A very brief return to part 6 of Loading the Chinese/English dictionary

Raymond Chen

Back in Part 6 of the first phase of the “Chinese/English dictionary” series (a series which I intend to get back to someday but somehow that day never arrives), I left an exercise related to the alignment member of the HEADER union.

Alignment is one of those issues that people who grew up with a forgiving processor architecture tend to ignore. In this case, the WCHAR alignment member ensures that the total size of the HEADER union is suitably chosen so that a WCHAR can appear immediately after it. Since we’re going to put characters immediately after the HEADER, we’d better make sure those characters are aligned. If not, then processors that are alignment-sensitive will raise a STATUS_DATATYPE_MISALIGNMENT exception, and even processors that are alignment-forgiving will suffer performance penalties when accessing unaligned data.

There are many variations on the alignment trick, some of them more effective than others. A common variation is the one-element-array trick:

struct HEADER {
 HEADER* m_phdrPrev;
 SIZE_T  m_cb;
 WCHAR   m_rgwchData[1];
// you can also use "offsetof" if you included <stddef.h>

We would then use HEADER_SIZE instead of sizeof(HEADER).

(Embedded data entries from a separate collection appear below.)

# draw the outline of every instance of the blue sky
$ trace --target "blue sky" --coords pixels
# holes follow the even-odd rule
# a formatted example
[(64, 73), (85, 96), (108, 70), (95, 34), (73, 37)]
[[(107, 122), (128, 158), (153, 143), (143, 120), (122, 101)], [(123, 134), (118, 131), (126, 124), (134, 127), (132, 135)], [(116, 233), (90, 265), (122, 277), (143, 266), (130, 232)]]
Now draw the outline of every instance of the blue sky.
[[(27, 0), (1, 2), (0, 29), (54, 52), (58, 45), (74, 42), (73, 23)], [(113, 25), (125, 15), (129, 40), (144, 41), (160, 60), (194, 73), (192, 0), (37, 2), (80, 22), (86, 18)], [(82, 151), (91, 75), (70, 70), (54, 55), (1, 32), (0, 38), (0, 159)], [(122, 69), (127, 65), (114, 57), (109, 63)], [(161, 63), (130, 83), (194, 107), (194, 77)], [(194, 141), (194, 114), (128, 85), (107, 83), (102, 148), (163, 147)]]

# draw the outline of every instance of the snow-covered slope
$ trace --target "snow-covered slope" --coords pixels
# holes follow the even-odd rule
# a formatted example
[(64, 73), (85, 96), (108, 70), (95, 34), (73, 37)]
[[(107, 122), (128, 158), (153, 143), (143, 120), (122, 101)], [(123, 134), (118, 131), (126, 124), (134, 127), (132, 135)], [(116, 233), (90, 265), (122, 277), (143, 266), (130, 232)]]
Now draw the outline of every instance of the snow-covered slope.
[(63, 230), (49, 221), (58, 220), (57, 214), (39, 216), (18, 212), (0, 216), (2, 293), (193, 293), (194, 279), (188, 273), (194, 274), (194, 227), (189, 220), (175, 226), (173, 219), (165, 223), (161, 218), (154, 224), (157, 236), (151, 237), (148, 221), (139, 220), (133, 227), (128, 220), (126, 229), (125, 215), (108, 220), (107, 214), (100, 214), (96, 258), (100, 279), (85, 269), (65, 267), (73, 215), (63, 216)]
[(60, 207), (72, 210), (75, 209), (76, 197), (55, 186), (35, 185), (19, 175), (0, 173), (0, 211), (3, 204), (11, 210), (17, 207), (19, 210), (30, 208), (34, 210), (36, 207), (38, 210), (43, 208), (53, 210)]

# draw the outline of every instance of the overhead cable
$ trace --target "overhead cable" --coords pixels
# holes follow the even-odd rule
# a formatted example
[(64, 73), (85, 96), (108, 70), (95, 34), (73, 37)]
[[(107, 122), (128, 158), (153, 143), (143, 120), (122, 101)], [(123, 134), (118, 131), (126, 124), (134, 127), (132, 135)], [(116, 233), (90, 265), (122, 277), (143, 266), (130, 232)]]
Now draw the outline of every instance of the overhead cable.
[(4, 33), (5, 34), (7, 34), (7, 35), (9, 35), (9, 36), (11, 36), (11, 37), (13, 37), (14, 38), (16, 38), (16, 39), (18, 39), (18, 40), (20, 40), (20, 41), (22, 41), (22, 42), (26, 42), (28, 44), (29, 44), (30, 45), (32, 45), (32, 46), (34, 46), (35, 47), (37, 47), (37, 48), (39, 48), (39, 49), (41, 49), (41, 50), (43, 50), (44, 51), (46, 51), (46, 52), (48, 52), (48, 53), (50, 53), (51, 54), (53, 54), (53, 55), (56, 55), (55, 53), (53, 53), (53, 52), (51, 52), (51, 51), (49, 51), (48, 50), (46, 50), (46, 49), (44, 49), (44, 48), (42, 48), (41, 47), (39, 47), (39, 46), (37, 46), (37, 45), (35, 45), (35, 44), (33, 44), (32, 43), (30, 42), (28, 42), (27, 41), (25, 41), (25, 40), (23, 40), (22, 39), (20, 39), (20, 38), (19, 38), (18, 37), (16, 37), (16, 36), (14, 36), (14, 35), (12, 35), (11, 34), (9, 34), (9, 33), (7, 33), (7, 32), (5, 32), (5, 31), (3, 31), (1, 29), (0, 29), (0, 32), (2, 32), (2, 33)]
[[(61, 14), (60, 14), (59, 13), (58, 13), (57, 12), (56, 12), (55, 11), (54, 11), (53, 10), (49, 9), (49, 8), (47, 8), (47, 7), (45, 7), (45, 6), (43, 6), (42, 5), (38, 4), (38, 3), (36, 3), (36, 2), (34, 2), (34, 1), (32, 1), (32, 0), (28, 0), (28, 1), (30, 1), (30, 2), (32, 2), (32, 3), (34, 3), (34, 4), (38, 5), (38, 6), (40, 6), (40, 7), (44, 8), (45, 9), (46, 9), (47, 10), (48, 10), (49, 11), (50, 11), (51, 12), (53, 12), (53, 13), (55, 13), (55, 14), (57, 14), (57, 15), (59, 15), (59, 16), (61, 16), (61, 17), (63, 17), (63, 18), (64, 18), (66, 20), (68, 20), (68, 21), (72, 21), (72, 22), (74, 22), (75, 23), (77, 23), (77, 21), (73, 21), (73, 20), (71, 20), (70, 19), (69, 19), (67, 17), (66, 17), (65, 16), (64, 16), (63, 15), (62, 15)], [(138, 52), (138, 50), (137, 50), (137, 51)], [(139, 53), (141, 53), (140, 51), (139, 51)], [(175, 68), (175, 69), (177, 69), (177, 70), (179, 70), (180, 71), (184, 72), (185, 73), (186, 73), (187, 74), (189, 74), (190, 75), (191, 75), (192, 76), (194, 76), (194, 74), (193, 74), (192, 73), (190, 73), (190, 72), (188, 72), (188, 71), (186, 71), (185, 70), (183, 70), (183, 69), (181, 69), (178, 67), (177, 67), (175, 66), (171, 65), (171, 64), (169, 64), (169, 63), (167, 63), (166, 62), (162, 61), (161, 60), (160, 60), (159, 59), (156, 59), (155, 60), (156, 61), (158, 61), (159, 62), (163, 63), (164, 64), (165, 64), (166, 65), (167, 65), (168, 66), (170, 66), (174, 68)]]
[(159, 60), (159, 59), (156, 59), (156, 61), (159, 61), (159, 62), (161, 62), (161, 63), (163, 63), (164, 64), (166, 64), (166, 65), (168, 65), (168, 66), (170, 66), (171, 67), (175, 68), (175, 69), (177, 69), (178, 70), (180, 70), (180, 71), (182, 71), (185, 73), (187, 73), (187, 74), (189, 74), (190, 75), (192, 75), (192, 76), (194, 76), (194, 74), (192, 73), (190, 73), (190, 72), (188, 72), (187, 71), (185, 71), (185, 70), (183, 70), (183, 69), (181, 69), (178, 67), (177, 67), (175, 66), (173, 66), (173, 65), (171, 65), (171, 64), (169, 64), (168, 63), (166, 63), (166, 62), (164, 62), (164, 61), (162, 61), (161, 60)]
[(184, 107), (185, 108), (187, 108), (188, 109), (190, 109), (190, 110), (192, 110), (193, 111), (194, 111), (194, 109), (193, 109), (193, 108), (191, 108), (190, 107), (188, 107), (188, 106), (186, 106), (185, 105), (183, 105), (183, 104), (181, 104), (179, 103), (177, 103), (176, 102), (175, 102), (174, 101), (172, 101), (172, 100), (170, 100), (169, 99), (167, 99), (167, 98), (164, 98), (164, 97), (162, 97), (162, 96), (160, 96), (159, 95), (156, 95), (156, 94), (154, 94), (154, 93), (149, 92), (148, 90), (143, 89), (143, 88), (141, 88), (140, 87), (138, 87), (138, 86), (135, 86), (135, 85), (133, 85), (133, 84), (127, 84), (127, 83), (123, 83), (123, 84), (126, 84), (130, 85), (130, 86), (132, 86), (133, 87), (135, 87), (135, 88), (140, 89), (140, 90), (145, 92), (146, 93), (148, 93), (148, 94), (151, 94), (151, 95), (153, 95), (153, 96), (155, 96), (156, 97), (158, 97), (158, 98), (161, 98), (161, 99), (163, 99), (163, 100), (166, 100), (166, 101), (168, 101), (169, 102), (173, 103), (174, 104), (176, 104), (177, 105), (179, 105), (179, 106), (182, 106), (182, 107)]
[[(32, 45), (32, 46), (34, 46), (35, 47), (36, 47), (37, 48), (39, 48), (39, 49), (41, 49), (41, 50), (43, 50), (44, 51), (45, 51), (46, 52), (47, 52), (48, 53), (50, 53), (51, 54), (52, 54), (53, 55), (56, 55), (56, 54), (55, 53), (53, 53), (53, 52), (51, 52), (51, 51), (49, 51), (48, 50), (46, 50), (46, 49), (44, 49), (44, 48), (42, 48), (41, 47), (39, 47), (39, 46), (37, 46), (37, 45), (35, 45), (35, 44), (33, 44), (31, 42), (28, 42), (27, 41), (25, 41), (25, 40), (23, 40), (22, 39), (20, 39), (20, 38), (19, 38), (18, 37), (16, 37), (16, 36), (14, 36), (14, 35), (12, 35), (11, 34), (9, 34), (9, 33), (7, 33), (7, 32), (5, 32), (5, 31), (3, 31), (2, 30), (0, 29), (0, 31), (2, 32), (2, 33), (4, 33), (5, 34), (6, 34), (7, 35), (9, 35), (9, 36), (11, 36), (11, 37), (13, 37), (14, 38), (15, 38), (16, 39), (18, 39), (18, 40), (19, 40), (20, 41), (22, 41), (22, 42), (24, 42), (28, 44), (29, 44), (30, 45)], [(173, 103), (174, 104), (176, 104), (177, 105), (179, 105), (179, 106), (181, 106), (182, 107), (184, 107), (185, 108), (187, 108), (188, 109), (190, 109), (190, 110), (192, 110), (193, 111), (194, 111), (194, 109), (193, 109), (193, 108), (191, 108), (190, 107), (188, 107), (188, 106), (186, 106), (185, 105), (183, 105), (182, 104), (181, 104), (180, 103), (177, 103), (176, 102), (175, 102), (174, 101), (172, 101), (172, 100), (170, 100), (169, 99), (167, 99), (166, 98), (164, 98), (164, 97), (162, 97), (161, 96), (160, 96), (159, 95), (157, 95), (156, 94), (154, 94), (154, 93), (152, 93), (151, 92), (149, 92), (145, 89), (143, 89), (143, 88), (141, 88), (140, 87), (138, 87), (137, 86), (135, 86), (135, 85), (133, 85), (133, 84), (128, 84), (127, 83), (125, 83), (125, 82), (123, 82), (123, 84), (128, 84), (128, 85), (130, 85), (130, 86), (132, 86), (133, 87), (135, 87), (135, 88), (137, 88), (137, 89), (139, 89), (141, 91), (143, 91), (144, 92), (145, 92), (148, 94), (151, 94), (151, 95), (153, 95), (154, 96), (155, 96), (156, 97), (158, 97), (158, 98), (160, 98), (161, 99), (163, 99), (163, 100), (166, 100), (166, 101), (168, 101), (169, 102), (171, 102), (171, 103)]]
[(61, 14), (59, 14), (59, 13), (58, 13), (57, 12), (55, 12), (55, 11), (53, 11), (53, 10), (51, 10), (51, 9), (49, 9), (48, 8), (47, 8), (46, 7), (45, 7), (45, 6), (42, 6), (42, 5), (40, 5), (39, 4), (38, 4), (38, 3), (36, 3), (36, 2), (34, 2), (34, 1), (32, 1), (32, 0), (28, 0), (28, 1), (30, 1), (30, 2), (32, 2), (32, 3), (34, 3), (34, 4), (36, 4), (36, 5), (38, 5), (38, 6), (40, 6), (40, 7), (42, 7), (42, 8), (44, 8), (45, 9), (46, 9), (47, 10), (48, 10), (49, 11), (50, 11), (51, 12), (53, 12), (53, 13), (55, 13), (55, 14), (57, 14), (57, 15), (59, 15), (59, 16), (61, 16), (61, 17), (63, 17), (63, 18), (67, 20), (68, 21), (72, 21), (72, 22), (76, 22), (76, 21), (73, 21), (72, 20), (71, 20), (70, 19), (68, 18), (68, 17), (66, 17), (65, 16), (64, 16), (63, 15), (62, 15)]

This technique does make it explicit that an array of WCHARs will come after the header, but it means that the code that wants to allocate a HEADER needs to be careful to use HEADER_SIZE instead of the more natural sizeof(HEADER).

A common mistake is to use this incorrect definition for HEADER_SIZE:

#define HEADER_SIZE (sizeof(HEADER) - sizeof(WCHAR)) // wrong

This incorrect macro inadvertently commits the mistake it is trying to protect against! There might be (and indeed, will almost certainly be in this instance) structure padding after m_rgwchData, which this macro fails to take into account. On a 32-bit machine, there will likely be two bytes of padding after the m_rgwchData in order to bring the total structure size back to a value that permits another HEADER to appear directly after the previous one. In its excitement over dealing with internal padding, the above macro forgot to deal with trail padding!

It is the “array of HEADERs” that makes the original union trick work. Since the compiler has to be prepared for the possibility of allocating an array of HEADERs, it must provide padding at the end of the HEADER to ensure that the next HEADER begins at a suitably-aligned boundary. Yes, the union trick can result in “excess padding”, since the type used for alignment may have less stringent alignment requirements than the other members of the aggregate, but better to have too much than too little.

Another minor point was brought up by commenter Dan McCarty: “Why is MIN_CBCHUNK set to 32,000 instead of 32K?” Notice that MIN_CBCHUNK is added to sizeof(HEADER) before it is rounded up. If the allocation granularity were 32768, then rounding up the sum to the nearest multiple would have taken us to 65536. Nothing wrong with that, but it means that our minimum chunk size is twice as big as the #define suggests. (Of course, since in practice the allocation granularity is 64KB, this distinction is only theoretical right now.)